Is this because Shakespeare’s death has been fully researched and investigated and such researched investigation has yielded less than satisfactory answers? Is it because his death hasn’t heretofore been researched or investigated fully – or at all?  A combination thereof?

It is the Project’s opinion the statement ‘we do not know the cause of Shakespeare’s death’ is because his death has not been investigated adequately or competently. Heretofore, no one has apparently been interested in asking, and researching with any seriousness or depth, the following question: why no contemporaneous record has survived documenting Shakespeare’s death or cause thereof? Repeated by scholars, researchers, tour guides and everybody else is the same old, tired refrain: ‘we just don’t know.’

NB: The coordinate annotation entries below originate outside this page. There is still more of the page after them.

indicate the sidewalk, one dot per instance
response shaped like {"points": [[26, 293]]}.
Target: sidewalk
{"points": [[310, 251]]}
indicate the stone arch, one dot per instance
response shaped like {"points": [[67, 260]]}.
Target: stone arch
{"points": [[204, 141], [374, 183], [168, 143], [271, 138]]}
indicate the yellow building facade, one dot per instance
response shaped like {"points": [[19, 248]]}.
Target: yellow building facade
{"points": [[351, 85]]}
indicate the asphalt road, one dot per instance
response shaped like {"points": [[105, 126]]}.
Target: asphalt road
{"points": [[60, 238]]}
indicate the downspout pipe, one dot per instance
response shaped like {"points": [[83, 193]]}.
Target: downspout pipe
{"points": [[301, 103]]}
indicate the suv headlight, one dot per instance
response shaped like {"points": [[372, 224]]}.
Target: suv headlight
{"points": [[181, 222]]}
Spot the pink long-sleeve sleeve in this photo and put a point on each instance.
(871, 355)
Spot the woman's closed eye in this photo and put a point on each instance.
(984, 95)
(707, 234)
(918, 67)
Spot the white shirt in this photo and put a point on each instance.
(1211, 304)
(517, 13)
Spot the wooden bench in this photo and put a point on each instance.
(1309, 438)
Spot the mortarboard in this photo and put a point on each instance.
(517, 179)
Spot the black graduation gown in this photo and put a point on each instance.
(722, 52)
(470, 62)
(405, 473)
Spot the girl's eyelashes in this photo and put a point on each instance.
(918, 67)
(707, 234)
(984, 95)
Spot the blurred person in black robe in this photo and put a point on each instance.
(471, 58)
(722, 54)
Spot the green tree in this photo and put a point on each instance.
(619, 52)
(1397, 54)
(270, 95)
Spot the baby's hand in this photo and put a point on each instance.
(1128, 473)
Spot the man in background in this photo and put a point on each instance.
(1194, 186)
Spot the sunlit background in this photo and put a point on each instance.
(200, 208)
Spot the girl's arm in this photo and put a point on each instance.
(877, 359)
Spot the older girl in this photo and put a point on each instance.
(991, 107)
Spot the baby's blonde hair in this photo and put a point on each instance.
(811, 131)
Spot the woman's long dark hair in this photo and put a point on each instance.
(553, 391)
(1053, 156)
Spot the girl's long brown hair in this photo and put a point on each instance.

To that end, it might not be unreasonable to state heretofore Shakespeare’s death has never been fully examined, fully. As nature abhors a vacuum, so too does the Project. The time had long arrived for someone – anybody – to start the research; SDRP answered the call.  And in so answering, the Project can do no better than being mindful of Peter Alexander’s first sentence in his Introduction of his seminal 1951 work The Tudor Edition of William Shakespeare, The Complete Works, p. ix: “It is still true in the study of Shakespeare that ‘the dispersion of error is the first step in the discovery of truth.’”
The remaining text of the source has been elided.